A while ago I’ve written on this blog about what the goal of Latin in high school might be. Now that I finally managed to get an answer from a colleague, who, I suppose, may be representative for a generation or two of Dutch classicists, I’m writing this short postscript.

The colleague does not believe much in  extensive reading in Latin or for that matter in reading anything in Latin with ease: the more difficult the better, word-for-word translating, speaking Latin in class complete nonsense, after all, it’s a dead language, the whole megillah.

The purpose, then, of learning Latin in school, according to the colleague, is to learn to look at an entirely different society through the eyes of an intellectual. “Reading a novel from the nineteenth century in French or German would do the same,” I tried. No, that’s not a different enough society, countered the colleague.

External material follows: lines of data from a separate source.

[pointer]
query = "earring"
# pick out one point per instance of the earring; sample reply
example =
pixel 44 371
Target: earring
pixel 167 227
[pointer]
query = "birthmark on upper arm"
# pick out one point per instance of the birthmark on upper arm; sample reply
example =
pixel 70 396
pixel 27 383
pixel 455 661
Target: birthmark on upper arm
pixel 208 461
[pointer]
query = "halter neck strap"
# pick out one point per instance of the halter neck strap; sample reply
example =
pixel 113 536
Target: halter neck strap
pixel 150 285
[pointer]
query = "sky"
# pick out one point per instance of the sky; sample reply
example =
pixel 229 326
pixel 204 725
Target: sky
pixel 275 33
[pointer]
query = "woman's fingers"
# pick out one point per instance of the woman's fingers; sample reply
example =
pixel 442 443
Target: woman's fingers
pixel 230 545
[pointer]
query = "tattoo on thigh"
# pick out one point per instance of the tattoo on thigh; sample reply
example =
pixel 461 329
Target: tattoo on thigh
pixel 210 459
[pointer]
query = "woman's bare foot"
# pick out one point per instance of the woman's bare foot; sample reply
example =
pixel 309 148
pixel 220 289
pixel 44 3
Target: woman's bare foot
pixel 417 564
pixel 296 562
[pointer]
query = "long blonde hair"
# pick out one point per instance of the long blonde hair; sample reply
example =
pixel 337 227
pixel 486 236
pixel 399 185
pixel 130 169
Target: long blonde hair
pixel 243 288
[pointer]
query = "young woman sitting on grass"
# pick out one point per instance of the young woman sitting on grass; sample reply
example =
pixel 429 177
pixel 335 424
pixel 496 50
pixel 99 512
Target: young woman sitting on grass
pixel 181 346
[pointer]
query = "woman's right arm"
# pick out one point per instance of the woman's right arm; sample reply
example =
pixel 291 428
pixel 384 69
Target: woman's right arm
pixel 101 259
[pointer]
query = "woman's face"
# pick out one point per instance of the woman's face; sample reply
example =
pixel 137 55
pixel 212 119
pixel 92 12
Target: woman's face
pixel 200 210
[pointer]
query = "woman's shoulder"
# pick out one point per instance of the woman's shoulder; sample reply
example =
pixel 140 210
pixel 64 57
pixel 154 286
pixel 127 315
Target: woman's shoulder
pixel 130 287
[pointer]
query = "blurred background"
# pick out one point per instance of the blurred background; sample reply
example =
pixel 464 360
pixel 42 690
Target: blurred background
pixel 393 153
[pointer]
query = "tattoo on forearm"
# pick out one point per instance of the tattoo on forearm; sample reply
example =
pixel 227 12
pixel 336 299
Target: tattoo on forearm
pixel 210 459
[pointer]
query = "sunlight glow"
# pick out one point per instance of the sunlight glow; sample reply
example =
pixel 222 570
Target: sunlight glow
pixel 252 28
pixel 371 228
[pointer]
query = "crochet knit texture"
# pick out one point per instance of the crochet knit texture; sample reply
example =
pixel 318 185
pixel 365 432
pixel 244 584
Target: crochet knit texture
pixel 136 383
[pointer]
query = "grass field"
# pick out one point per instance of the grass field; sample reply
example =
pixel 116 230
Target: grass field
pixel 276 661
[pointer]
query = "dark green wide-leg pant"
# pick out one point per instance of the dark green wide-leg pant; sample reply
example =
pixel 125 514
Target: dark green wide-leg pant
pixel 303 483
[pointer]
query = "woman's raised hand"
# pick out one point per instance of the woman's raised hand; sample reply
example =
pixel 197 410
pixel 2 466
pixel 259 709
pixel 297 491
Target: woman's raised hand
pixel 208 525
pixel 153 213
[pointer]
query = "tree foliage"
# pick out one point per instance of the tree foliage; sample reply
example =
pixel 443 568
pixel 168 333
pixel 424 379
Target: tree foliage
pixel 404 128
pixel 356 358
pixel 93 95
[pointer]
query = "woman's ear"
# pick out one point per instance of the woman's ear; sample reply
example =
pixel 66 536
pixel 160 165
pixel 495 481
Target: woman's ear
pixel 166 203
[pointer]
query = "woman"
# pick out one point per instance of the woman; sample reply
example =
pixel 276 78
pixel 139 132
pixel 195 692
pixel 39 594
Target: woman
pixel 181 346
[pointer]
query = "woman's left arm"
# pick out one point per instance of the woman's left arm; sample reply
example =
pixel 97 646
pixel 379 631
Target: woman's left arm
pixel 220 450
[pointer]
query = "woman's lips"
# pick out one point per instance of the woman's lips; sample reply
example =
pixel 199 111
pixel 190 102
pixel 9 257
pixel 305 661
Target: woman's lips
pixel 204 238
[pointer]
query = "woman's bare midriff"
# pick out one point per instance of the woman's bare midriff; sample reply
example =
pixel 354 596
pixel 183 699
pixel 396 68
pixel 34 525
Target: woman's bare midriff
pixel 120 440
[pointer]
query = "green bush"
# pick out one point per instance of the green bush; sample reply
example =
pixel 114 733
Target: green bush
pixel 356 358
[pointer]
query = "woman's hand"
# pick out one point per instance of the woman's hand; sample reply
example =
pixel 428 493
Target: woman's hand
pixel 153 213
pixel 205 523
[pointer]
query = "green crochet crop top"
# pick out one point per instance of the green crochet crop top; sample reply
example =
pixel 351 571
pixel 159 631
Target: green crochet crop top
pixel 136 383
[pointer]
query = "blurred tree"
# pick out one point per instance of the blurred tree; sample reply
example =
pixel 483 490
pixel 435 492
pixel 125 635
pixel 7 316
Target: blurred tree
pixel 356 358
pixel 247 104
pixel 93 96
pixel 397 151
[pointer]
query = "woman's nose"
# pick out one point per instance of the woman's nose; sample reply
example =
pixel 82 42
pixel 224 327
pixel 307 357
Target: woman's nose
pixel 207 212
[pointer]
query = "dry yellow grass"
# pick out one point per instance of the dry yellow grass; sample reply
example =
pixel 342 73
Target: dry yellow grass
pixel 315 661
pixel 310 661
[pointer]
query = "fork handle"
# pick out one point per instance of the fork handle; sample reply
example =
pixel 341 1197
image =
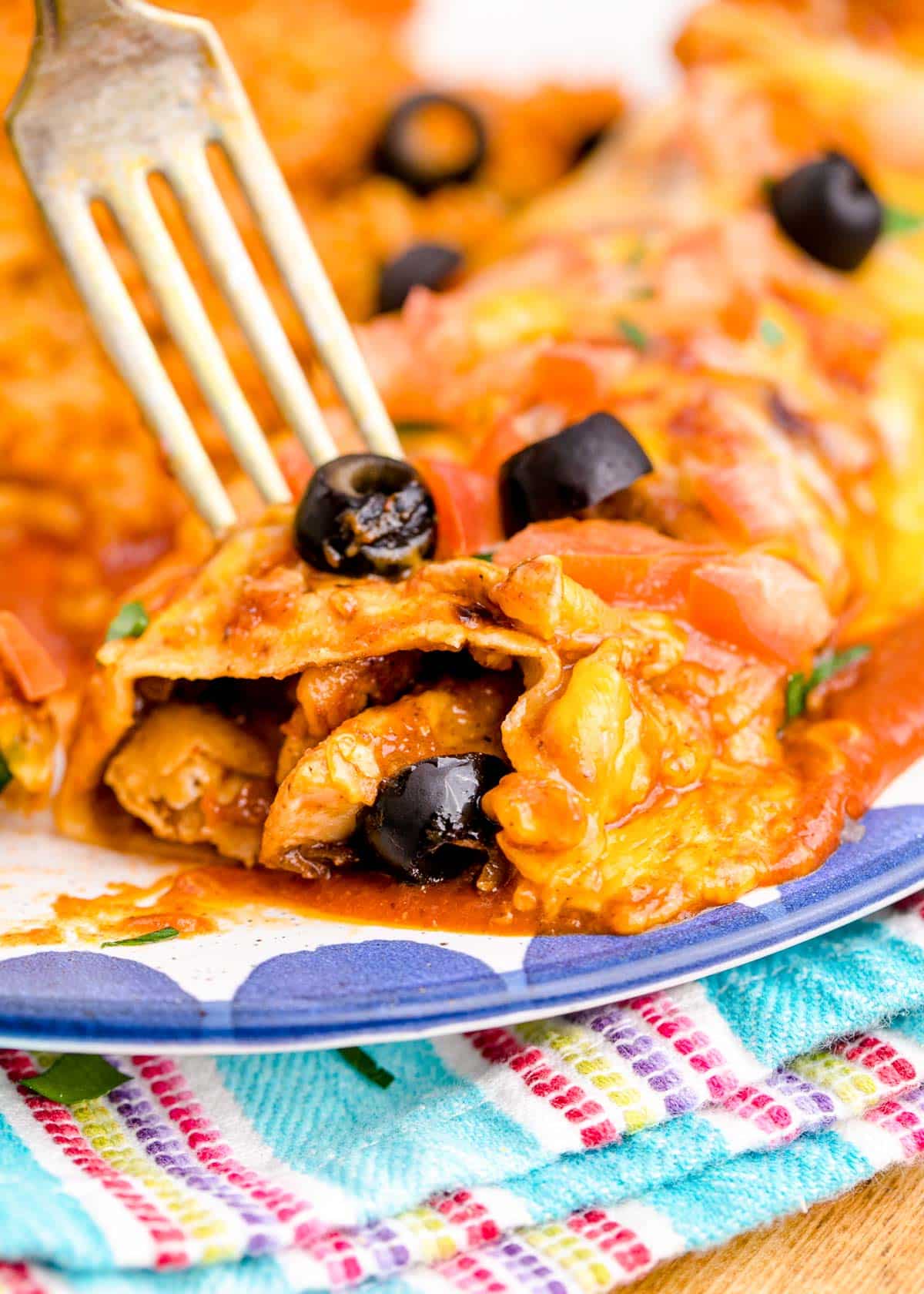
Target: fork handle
pixel 57 17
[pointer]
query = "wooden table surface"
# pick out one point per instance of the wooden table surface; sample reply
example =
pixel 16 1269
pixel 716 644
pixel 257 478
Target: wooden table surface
pixel 870 1241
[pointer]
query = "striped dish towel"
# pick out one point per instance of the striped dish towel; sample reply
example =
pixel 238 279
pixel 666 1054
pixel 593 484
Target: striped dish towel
pixel 558 1157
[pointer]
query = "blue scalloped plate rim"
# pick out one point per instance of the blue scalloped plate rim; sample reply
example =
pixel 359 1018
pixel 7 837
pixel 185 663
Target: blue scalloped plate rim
pixel 400 987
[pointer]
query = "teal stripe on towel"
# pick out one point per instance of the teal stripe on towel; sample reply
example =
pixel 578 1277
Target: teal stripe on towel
pixel 755 1189
pixel 387 1148
pixel 39 1219
pixel 800 998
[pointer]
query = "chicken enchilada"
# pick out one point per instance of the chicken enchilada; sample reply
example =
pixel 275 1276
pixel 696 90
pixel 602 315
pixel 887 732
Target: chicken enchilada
pixel 621 639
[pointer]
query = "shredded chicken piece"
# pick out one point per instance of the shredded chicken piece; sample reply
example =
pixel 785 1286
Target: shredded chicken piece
pixel 320 800
pixel 196 776
pixel 329 696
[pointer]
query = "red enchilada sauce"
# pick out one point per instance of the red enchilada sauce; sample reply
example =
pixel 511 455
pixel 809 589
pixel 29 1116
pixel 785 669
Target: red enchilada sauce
pixel 871 719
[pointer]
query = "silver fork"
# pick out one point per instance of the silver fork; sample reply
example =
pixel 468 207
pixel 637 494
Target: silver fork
pixel 116 92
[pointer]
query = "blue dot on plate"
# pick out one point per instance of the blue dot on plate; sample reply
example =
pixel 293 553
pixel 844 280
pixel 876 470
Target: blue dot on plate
pixel 92 994
pixel 373 981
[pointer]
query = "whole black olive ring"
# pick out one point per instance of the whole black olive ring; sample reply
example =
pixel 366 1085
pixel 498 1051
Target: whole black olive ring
pixel 580 466
pixel 364 514
pixel 829 210
pixel 422 266
pixel 404 152
pixel 427 823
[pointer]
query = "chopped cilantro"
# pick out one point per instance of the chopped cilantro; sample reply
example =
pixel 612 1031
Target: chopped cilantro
pixel 829 664
pixel 129 622
pixel 633 334
pixel 772 334
pixel 77 1078
pixel 413 428
pixel 166 932
pixel 899 222
pixel 364 1064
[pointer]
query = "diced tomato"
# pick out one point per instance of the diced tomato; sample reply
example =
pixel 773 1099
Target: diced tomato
pixel 566 376
pixel 296 464
pixel 762 605
pixel 752 601
pixel 467 508
pixel 32 669
pixel 620 561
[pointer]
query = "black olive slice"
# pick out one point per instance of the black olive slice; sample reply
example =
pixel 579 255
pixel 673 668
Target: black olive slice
pixel 427 823
pixel 364 514
pixel 829 210
pixel 589 144
pixel 580 466
pixel 421 266
pixel 431 140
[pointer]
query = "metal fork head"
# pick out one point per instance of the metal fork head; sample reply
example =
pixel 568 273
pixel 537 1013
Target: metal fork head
pixel 117 91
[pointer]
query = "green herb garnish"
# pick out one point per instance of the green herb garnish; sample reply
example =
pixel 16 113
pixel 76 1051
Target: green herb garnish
pixel 633 334
pixel 166 932
pixel 77 1078
pixel 899 222
pixel 129 622
pixel 829 664
pixel 364 1064
pixel 772 334
pixel 414 428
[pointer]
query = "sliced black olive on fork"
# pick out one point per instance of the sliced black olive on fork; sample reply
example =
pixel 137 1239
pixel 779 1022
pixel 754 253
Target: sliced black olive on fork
pixel 426 264
pixel 433 140
pixel 427 823
pixel 365 514
pixel 829 210
pixel 580 466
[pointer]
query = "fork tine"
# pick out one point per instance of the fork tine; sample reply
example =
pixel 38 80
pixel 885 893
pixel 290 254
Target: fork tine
pixel 224 250
pixel 300 264
pixel 133 354
pixel 135 210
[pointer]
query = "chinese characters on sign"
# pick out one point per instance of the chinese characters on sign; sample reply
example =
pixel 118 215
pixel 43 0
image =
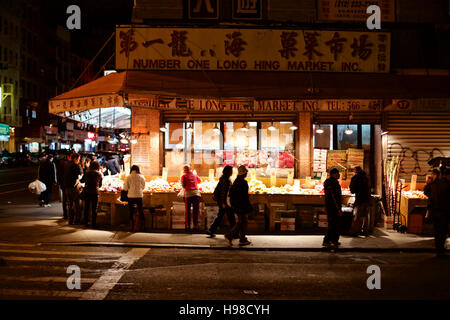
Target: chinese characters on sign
pixel 354 10
pixel 251 50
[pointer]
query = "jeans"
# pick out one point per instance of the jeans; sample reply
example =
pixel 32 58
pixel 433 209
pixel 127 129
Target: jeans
pixel 91 201
pixel 222 211
pixel 334 226
pixel 73 204
pixel 240 228
pixel 138 203
pixel 191 201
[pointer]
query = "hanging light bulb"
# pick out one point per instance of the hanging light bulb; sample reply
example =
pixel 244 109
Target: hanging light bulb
pixel 348 131
pixel 216 129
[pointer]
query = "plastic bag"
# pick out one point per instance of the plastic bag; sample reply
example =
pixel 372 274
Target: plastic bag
pixel 37 187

Well, when reading Martial, I often think of New York in the 1980s. And not to pooh-pooh Ovid, but I wouldn’t call him the greatest intellectual of all time. I love Sallust, but I can think of twentieth-century historians with equally interesting and possibly less biased views on history.

But what about after the exam? The colleague is very clear and open about it: “I don’t expect them to read any Latin after their exams.”

I knew it was that way. I know it’s like that for so many colleagues. I know that many students look forward to throwing away their Latin grammars and dictionaries.

But I find it so, so sad.

I remember how disappointed I was to realize that all those hours of Latin and Greek (way more than we had for the modern foreign languages — after all, we had to keep up the myth that Latin and Greek were unspeakably difficult, even for the happy few of us who took high school at the gymnasium level) — that all those hours had not taught me to read even a relatively simple text in Latin with some ease. (I’m not even mentioning Greek.)

I was so happy to find my way back to both languages many years later and loved learning to read Latin and even Greek with ease, a journey I’m still continuing after ten years. Not because I have to, but because I love it.

I see the occasional student who understands what I’m saying and starts reading, with unheard-of results. I am so grateful to be able to work with such students from time to time.

Why do so few colleagues in The Netherlands want to see how Latin and Greek can pleasant, enjoyable, fun? What are they so afraid of? Freedom?